In Washington, DC those facing their second DUI offense are looking at increased jail time and fines. As a result, it is important that if you are charged, you consult with a DC DUI lawyer as soon as possible to begin building your defense. Below, is more on what you should know regarding second offense penalties, to learn more call and schedule a consultation today.

Penalties For a Second Offense DUI Charge

A second offense DUI is eligible for a mandatory minimum ten days of jail time. This means that judges are permitted to go higher than, but not lower than a 10-day jail sentence in the event that a person is convicted for a second offense DUI.

Frequently people want to know if they can be put on home confinement, go to a halfway house, or if the judge can make their second offense a first offense. However none of these are possible, and in the event that a person is convicted of a second offense DUI, the judge does not have the discretion to give anything other than a minimum ten days in D.C. jail.

The judge is not even allowed to let a person to serve jail time on weekends or to split the jail time up between consecutive weekends to grant the person the ability to go to work Monday through Friday and then serve the jail time on Saturday and Sunday. The D.C. City Council eliminated that possibility and made a requirement that any mandatory jail time must be served consecutively.

The maximum possible penalty a person can receive for a second offense DUI is one year in jail. A person’s possible fines also increase after a first offense to $2,500- $5,000 in fines, but the judge does have the discretion to impose fines. A judge can suspend any portion of that fine so a person does not have to actually pay them.

Does The Time Between DUI Charges Matter?

The time between DUIs can make a difference. If the prior DUI was more than fifteen years prior to the current DUI for which a person is charged, then that person is not eligible for enhanced penalties. This does not mean that the person cannot receive jail time, it just means that the person cannot be treated as a second time offender and so that jail time is not mandatory.

If a person does have a prior DUI within the past fifteen years, there can still be a difference between whether that prior DUI was fourteen years ago or if the prior DUI was one year ago. The mandatory minimum jail time is still ten days in both circumstances, but the time that is a lapse between the first DUI and the second DUI can make a difference in whether the judge wants to impose a sentence higher than a mandatory minimum level of jail time.

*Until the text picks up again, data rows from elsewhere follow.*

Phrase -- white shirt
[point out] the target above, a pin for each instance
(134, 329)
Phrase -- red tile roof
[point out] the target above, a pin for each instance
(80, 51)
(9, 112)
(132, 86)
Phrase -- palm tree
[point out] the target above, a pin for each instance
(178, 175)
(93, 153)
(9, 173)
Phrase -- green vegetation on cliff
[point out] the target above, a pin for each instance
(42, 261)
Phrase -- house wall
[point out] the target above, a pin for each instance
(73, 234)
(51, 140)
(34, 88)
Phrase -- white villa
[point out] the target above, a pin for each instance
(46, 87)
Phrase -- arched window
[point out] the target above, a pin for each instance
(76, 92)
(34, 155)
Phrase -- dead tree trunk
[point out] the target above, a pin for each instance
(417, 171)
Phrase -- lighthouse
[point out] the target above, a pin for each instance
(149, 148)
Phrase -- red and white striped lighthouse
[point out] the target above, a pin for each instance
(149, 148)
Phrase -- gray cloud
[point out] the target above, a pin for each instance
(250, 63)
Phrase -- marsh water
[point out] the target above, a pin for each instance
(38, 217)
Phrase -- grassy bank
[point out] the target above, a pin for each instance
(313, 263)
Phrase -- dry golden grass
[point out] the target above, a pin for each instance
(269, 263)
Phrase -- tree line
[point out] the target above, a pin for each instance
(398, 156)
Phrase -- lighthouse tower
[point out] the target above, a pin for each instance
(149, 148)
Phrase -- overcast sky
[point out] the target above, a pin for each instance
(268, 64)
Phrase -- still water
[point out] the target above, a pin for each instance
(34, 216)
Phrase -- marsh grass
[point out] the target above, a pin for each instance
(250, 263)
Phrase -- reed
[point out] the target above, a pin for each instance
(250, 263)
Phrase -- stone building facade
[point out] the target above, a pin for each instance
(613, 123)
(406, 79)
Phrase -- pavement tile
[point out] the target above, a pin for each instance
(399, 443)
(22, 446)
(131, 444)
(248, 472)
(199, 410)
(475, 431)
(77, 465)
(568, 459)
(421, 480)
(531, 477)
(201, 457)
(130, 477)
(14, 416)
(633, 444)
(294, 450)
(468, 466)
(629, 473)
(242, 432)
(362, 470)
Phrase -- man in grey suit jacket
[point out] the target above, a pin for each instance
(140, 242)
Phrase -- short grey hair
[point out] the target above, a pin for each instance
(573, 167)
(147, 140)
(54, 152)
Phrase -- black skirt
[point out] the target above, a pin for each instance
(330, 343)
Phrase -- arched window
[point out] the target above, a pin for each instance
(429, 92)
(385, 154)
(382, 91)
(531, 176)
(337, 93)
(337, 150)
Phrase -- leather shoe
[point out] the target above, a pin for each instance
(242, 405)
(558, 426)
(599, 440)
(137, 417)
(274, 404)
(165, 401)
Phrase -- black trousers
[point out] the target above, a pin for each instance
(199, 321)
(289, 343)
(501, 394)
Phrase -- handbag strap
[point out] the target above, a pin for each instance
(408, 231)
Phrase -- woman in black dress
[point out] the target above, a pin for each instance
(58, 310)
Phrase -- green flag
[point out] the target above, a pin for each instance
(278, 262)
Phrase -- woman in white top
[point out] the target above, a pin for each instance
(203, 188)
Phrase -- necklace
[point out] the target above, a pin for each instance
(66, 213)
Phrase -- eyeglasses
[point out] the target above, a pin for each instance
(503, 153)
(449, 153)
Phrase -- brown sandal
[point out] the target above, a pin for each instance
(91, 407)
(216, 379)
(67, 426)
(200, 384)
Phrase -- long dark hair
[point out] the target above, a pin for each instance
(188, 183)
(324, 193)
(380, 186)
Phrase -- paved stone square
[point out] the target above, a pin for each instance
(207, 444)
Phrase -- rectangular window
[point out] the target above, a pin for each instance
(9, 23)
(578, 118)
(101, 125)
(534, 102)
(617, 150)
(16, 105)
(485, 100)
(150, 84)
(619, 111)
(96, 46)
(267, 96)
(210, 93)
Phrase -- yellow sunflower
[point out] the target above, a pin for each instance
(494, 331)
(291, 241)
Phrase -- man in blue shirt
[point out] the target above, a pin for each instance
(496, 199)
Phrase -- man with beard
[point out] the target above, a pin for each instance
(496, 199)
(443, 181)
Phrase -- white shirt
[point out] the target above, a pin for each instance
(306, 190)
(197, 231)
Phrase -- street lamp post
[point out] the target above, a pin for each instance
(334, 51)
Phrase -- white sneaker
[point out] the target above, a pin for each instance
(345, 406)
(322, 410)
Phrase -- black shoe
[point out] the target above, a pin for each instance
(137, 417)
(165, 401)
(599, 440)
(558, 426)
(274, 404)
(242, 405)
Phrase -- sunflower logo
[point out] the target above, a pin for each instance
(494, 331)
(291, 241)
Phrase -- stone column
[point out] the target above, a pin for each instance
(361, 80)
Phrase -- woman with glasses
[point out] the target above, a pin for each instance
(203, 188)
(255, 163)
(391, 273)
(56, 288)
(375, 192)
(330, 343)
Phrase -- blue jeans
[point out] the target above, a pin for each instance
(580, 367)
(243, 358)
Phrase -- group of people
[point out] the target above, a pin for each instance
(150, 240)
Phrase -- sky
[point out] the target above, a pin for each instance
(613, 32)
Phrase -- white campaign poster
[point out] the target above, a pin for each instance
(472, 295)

For example, if a person’s first DUI was only one year prior to the current DUI, then a judge may treat that more seriously and say more than ten days of jail time is warranted because such little time has passed since the last time the defendant was in the same situation. The defense’s job is to mitigate that situation and, in the event that there is no way to avoid the mandatory minimum jail time, to get as close to that mandatory minimum level of jail time as possible.

Diversion or Probation For a Second Offense

There is no diversion possible on a second offense DUI. Diversion agreements are reserved for people who have no prior arrest for driving under the influence.

Furthermore, the standard policy of the Attorney General’s Office is to not offer probation for second time offenses for DUI because of the mandatory minimum level of jail time for which a second time offender is eligible.

Nonetheless, a defense attorney’s job is to always advocate for the most favorable position for his client. That means that even though a person might be eligible for mandatory jail time on a second offense, defense attorneys still have the ability to defend aggressively, investigate the weaknesses in the prosecutor’s case, and negotiate for the possibility of avoiding jail time even in a situation where a person may be facing mandatory jail time.